The Detroit native’s classy soul record packaged with fine remixes.
Lloyd Bradley 2010
This double-CD set is a reissue of Paul Randolph’s 2008 release Lonely Eden, coupled with Echoes, which collects remixes of some of the original album’s tracks by the likes Mike Banks, Jazzanova, Charles Webster and Underground Resistance. Given the original was one of the most accomplished and subtly infectious neo-soul albums of the last 10 years or so – all the classy soul of his native Detroit delivered with jazz/funk smooth and P-Funk panache, that was roundly endorsed by Stevie Wonder – improvement by remix was never going to be easy. And packaging it with the original invites instant comparison.
What makes Echoes work, however, is that it clearly isn’t intimidated by what went before. It pretty much deconstructs the original album to build it back up as a electronic/techno creation in its own right – on many tracks the only common ground are what vocals made it through to the final mix. Yet for all that separates the sets, because each of the remixers and secondary producers are from the Detroit techno and house scenes, they are inherently in tune with the soul of the city that drives Randolph’s grooves. Two radically different styles finding common ground on a vibe.
Within the new style, things are kept as interesting with all manner of different moods.
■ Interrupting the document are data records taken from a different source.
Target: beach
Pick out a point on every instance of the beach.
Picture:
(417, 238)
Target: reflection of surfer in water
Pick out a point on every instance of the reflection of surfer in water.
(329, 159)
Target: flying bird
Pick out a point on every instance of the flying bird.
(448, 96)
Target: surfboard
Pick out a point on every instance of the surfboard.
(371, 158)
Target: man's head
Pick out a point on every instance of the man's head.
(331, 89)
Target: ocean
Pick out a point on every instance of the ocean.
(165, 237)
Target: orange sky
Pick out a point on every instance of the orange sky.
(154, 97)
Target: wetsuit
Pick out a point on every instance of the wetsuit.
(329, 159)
Charles Webster’s Claim and Mike Banks’ Earth 2 God create true techno soul by offsetting any sharp electronic edges with sweeping washes of melody; Archetyp’s take on the former and Simbad’s Lonely Eden are modern in sound, but have all the vintage jazz/funk flourishes; and Underground Resistance’s GPS, Eda Mae by Todd Sines and Jazzanova’s Believer are the sort of low-down funk Detroit is also famous for. It’s a mark of how the remixers clearly respected the original work, to follow through on Randolph’s ideas without completely bending them to their own wills. Much of this is a result of the arrangements being structured to get the most out of classy, moving vocals meaning it will always be a soul record – even the more traditional techno grooves like Aybee’s Earth 2 God, which are in the minority, maintain a warm organic undertone thanks to the singing.